When I contacted Pilgrim Press about these and other errors in the 2013 edition, the publishing house initially agreed to allow me to produce a 6-inch by 9-inch errata sheet calling attention to Burge’s mistakes. The sheet would be shipped out with copies of the book. This unprecedented offer was a welcome expression of responsibility on the part of Pilgrim Press for its role in broadcasting ugly misinformation about the Jewish state. Sadly it was withdrawn on the grounds that Burge held the copyright to the text and would probably not agree to having such a sheet shipped out along with his book.
Operating on the assumption that the errors in Burge’s text violated the standards of scholarship upheld at Wheaton College, I wrote a letter to the provost at the school drawing attention to the problems with Whose Land? Whose Promise? The response I received was that the issues I raised were “extraordinarily complex” and that I hadn’t documented any instances of dishonesty, plagiarism or unethical behavior that required administrative action by Wheaton. Two years later, Burge retired from Wheaton College and began a new career at Calvin Seminary in Grand Rapids, Michigan. Given the controversy surrounding Burge’s writings, it hard not to think that the folks at Wheaton College are enjoying a well-deserved respite in light of his departure for greener pastures.

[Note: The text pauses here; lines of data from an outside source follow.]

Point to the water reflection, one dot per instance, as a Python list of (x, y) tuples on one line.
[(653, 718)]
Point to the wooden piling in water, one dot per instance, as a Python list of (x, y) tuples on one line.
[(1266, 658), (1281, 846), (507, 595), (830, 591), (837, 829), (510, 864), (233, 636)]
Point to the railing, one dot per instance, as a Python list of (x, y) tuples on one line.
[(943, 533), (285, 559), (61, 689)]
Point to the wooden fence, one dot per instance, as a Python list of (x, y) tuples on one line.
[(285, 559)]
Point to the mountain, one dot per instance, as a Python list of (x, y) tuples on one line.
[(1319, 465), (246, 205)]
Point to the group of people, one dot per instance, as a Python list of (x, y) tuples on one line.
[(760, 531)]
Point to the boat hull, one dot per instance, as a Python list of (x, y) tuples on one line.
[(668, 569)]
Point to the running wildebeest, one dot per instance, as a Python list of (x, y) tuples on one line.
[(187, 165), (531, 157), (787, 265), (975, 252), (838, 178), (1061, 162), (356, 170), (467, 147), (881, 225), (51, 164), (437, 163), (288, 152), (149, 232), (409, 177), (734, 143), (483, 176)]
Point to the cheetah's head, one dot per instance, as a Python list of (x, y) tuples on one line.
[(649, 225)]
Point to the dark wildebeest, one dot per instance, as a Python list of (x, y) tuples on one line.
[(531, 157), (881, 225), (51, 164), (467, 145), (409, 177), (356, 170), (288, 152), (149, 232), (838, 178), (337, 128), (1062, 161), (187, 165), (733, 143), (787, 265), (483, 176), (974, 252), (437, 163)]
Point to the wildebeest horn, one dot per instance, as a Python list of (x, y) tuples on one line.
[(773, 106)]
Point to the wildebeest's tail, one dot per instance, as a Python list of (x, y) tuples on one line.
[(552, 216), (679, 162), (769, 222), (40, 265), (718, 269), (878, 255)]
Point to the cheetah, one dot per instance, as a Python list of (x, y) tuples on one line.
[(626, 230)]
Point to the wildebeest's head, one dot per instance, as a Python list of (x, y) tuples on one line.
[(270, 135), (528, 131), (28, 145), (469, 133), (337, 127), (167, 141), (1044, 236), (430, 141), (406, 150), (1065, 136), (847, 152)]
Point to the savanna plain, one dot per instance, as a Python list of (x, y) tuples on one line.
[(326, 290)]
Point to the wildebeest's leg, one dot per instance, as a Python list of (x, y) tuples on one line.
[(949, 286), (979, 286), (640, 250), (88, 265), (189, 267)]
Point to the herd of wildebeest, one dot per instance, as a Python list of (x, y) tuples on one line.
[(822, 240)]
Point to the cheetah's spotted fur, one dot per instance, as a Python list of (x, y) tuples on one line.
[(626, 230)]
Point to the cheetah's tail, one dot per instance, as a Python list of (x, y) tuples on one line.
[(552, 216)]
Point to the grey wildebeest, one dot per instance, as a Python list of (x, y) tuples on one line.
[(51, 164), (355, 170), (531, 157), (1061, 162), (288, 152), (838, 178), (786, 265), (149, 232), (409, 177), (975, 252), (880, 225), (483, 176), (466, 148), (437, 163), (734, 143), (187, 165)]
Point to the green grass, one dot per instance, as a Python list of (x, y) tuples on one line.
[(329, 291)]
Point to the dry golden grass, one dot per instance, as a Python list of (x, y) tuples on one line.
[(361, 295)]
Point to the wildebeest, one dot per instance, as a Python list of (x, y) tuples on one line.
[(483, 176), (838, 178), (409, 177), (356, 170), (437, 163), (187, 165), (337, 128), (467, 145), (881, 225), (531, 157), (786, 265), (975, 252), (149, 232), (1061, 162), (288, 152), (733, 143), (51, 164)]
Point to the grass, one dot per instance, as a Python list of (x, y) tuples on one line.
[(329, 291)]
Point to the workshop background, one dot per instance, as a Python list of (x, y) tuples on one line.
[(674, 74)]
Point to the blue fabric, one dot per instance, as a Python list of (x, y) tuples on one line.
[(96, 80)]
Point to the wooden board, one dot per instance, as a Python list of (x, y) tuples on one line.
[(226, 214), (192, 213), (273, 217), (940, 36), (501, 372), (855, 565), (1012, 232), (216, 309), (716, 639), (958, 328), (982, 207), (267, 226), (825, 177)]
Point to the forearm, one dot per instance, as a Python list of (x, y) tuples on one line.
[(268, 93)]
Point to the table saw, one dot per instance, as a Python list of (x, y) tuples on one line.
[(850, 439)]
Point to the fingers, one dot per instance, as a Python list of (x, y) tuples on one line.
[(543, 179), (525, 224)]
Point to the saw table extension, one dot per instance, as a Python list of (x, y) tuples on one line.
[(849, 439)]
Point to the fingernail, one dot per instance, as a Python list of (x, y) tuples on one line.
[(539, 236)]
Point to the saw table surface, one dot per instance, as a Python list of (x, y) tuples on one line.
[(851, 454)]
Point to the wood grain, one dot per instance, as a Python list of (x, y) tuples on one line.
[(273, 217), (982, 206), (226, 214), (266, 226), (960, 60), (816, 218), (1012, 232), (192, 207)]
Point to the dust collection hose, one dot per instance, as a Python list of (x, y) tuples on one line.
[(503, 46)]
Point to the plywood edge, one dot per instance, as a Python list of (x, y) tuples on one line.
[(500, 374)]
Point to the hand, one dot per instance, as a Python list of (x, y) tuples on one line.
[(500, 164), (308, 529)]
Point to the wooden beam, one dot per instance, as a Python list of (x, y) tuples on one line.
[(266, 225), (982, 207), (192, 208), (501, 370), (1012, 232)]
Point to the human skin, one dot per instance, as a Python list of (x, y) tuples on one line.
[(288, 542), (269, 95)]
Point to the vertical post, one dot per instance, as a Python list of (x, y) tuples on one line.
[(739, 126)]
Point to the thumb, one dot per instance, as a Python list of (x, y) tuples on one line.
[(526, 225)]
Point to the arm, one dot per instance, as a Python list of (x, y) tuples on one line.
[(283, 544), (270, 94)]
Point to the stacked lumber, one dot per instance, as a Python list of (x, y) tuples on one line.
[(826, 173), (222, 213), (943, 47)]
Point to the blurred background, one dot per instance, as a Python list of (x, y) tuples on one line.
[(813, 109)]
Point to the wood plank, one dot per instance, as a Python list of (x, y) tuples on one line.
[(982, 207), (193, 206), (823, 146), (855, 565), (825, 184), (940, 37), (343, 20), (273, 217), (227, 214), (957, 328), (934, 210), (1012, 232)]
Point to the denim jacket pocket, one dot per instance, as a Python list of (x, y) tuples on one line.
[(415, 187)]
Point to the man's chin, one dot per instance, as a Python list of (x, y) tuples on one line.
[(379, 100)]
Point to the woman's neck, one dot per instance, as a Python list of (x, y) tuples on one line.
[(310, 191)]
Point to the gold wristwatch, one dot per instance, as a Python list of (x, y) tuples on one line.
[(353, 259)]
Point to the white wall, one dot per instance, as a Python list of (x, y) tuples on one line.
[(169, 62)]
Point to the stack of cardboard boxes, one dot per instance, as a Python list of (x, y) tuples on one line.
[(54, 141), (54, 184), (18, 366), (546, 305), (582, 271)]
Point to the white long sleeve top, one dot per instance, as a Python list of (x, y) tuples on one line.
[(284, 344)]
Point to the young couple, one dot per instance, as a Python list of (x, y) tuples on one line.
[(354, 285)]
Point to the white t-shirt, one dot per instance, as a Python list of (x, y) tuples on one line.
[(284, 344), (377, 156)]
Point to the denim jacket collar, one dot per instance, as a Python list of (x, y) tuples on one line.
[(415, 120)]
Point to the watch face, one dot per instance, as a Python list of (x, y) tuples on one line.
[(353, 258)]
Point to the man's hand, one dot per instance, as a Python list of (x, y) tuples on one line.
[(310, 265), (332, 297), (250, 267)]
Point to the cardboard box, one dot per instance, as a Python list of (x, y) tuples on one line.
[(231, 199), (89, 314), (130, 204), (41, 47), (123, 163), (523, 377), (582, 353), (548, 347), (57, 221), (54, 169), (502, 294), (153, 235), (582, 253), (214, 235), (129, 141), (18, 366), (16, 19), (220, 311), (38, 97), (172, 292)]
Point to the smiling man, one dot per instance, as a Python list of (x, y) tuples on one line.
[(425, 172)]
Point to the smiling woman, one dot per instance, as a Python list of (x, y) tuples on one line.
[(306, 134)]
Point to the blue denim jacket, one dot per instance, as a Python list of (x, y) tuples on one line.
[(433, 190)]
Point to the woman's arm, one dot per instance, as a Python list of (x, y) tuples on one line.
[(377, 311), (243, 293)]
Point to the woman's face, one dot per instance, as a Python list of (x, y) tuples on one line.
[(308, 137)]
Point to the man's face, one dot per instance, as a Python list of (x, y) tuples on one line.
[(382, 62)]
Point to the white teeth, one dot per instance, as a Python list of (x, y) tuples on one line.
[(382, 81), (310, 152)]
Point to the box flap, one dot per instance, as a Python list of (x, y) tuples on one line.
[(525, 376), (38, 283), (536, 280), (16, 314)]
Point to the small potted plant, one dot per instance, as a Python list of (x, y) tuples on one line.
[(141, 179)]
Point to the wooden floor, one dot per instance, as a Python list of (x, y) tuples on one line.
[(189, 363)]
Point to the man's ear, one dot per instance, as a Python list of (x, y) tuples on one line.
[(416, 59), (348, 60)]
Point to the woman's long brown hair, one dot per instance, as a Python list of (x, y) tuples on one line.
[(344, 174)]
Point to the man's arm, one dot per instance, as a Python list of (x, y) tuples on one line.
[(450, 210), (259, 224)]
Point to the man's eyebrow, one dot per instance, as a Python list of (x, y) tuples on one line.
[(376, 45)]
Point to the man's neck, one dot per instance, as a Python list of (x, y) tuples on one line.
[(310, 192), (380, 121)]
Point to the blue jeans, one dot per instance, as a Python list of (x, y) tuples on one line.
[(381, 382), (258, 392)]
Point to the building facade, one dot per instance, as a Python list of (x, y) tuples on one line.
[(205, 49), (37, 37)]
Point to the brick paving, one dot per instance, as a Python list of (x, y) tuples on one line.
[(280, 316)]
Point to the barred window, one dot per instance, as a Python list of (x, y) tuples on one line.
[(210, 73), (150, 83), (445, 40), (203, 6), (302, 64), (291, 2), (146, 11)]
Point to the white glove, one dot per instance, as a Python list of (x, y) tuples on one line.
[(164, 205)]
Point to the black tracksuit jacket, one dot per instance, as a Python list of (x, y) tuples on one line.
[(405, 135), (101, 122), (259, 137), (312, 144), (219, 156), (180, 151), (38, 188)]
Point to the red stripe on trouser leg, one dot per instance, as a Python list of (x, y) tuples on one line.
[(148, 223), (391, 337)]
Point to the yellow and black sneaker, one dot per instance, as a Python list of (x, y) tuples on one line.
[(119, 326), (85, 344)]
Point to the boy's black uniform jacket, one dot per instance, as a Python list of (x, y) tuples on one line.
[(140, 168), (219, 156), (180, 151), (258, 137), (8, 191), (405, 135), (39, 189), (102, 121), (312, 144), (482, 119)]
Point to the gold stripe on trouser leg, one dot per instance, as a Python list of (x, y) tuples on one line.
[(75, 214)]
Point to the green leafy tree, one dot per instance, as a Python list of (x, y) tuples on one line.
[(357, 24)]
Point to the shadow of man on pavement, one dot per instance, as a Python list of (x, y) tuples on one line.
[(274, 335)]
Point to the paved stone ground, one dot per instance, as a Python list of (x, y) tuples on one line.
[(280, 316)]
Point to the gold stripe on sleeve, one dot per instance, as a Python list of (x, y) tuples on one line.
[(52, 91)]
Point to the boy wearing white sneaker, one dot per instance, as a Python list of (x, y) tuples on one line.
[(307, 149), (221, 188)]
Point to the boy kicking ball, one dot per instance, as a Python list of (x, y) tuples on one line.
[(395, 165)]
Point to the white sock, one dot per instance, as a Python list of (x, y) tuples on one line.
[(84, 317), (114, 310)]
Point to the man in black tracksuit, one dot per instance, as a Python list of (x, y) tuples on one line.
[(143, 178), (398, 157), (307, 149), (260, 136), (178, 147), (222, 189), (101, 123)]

I recently found a daily devotional based on the writings of the early church fathers. To my chagrin, some of the most inspiring entries are based on the writings of St. John Chrysostom, one of the people most responsible for establishing the tradition of anti-Judaism that Burge traffics today. Writing in the 1930s, Anglican historian James Parks wrote that Chrysostom’s “commentaries on the gospels are still read and studied in in the Orthodox Church because of their deep spiritual beauty. But when it comes to his sermons on the Jews, “there is no sneer too mean, no gibe, too bitter for him to fling at the Jewish people.”
Burge is no Chrysostom but a similar dichotomy is present in his writings.
You can see a number of Burge’s sermons on the website of the Willow Creek Church in Illinois, where he preached regularly prior to his departure to Grand Rapids. If you watch the videos, you’ll see that his preaching and homiletics are top-notch and inspiring. When Burge talks about Jesus and about how his message should reverberate in our lives, he is inspiring, if a bit pedantic. But once he starts writing or talking about issues related to the Jewish people, Israel especially, he makes the type of mistakes found in his book, Whose Land? Whose Promise?
Worse, a shadow falls across his countenance and a sneering, contemptuous tone creeps into his voice indicating that his message about the modern state of Israel is motivated by the same anti-Judaic impulse that motivated St. John Chyrsostom. Appearing now in The Atlantic and on NPR, Gary Burge and his spirit of Chrysostom have returned.
Dexter Van Zile is Christian Media Analyst for the Committee for Accuracy in Middle East Reporting in America (CAMERA). His opinions are his own.